IRB Study Number 19-1618
Status Recruiting
Location Cleveland Clinic Main Campus
Institute Taussig Cancer Institute
Description
Primary Objective
To evaluate the prevalence of clonal hematopoiesis on the peripheral blood, bone marrow, and/or surgical specimen in the upfront clinical setting and survivorship clinic using the in-house next generation sequencing panel.
Secondary Objective(s)
- To evaluate clinical outcomes associated with the presence of clonal disorders
- To assess the potential clinical implications of identifying germline variants in this population.
Inclusion Criteria
Subjects must have a solid tumor or hematologic malignancy with a confirmed histopathology Patients actively in survivorship care at the Cleveland Clinic are also eligible.
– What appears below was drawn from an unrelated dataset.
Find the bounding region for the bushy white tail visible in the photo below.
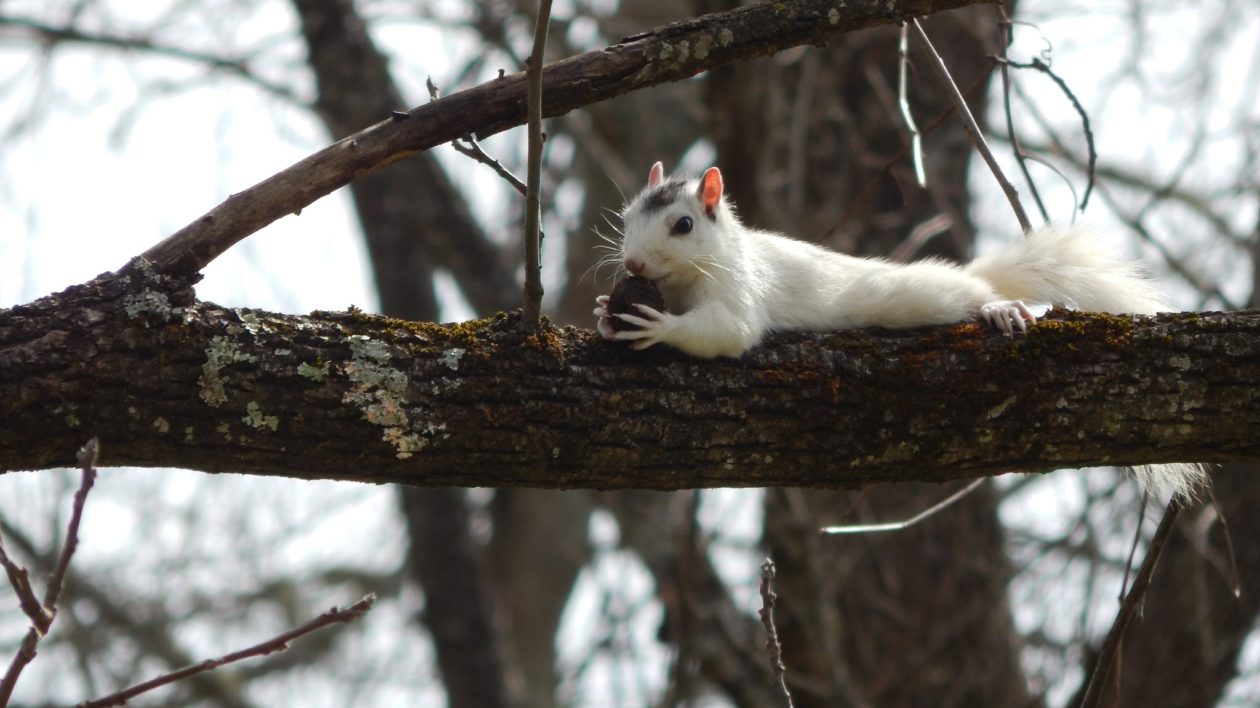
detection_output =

Subjects may have a non-malignant disorder of special interest, including:
a. Non-malignant hematological disorder
b. Cardiovascular disease
c. Rheumatological illness
d. Neuropsychiatric illness
e. endocrine disorders
Patients with lung disease. Patients with lung disease have environmental, genetic, inflammatory, and medication exposures related to their diagnosis that create a unique combination of risk factors for Clonal hematopoiesis.
Age ≥18 years
Pregnant women may choose to consent if they would like to participate in the study as there is no added risk to the pregnancy.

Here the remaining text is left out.